Quattro mesi meno un giorno. Tanto è durato Franco Palazzo sindaco, e ieri alle 7 e 25 di sera Palazzo si è dimesso. Lo ha fatto durante il consiglio comunale, il terzo naufragio su tre della sua amministrazione, e lo ha fatto quando ha capito che neanche ieri avrebbe avuto una maggioranza a sostenerlo.

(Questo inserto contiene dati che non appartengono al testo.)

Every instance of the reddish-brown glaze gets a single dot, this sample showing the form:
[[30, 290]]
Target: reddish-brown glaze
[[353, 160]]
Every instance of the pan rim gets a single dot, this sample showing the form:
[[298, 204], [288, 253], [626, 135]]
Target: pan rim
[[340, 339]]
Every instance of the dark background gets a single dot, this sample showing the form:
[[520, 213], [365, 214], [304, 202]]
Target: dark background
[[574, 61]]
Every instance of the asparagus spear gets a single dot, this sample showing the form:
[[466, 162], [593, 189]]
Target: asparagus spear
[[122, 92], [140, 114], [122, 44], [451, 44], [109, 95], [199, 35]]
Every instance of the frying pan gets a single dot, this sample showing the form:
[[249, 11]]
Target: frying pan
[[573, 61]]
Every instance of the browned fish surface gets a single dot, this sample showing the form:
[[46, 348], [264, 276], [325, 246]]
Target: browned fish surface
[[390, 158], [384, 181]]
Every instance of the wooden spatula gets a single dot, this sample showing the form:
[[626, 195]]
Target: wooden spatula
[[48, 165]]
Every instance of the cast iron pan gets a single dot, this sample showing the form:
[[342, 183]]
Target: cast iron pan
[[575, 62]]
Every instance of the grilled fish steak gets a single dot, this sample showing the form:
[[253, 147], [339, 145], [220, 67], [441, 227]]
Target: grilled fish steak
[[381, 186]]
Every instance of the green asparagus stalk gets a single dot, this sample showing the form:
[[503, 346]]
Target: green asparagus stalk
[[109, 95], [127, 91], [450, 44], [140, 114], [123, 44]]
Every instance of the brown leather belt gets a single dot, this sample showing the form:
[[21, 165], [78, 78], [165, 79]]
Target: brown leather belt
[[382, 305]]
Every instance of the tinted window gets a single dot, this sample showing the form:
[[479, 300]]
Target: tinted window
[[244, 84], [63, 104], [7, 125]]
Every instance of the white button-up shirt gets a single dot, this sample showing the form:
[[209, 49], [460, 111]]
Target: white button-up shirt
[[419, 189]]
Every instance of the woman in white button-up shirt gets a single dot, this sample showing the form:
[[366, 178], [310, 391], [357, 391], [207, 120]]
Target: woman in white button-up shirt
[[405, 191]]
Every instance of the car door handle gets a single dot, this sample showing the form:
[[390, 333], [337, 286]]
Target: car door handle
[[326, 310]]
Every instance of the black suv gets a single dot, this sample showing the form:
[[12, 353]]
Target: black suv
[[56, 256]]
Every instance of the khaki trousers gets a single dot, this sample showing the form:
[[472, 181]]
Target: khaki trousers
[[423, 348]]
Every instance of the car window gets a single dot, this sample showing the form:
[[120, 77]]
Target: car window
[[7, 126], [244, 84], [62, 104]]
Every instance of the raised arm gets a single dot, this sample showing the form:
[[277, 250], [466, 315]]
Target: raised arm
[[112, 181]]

Un centrodestra incapace di eleggere il presidente del consiglio comunale, incapace di assicurare al sindaco una maggioranza per i fondamentali equilibri di bilancio, incapace di esaminare provvedimenti di importanza-chiave come l’ampliamento della Martina-Alberobello o la variazione di bilancio per garantire l’avvio (a metà novembre) della mensa nelle scuole materne, è un centrodestra che non funziona. Lo ha capito anche Palazzo e ieri ha rassegnato le dimissioni, dopo circa un’ora di dibattito consiliare in cui si è parlato dell’altra “perla” di questa brevissima amministrazione: errori procedurali a raffica nel convocare il consiglio comunale.
A chi spettasse, se al primo cittadino o al consigliere anziano, la convocazione della seduta di ieri, è stato il tema in discussione. «Terrificante» il debutto per il nuovo segretario generale comunale, Perrone, che ha forse battuto un record del mondo: lei si insedia, il sindaco si dimette. La maggioranza della Cdl che vinse le elezioni di fine maggio, anche ieri si è mostrata disgregata e sbagliava clamorosamente chi diceva che il gruppo Nessa-Chiarelli avrebbe potuto fare la voce grossa, con 16 consiglieri sindaco compreso, per eleggere il presidente del consiglio comunale e da lì, avviare l’amministrazione. Quella parte di Forza Italia non è stata seguita dal primo degli eletti, Michele Muschio Schiavone che ieri ha letteralmente messo in ginocchio l’apparato comunale rilevando l’errore di convocazione della seduta, né da altri di Forza Italia (Passoforte e Giacobelli) né da Antonio Morelli, di Martina prima di tutto; Martino Gelsomino, della lista Palazzo; Paolo D’Arcangelo, dell’Udc; Emiliano Nardelli, di An.
Loro chiedevano l’azzeramento della giunta, perché si potesse partire con un’amministrazione davvero collegiale. Non sono stati ascoltati. Il sindaco ha 20 giorni di tempo per ritirare le dimissioni. Ma con una maggioranza che non si guarda in faccia, è dura.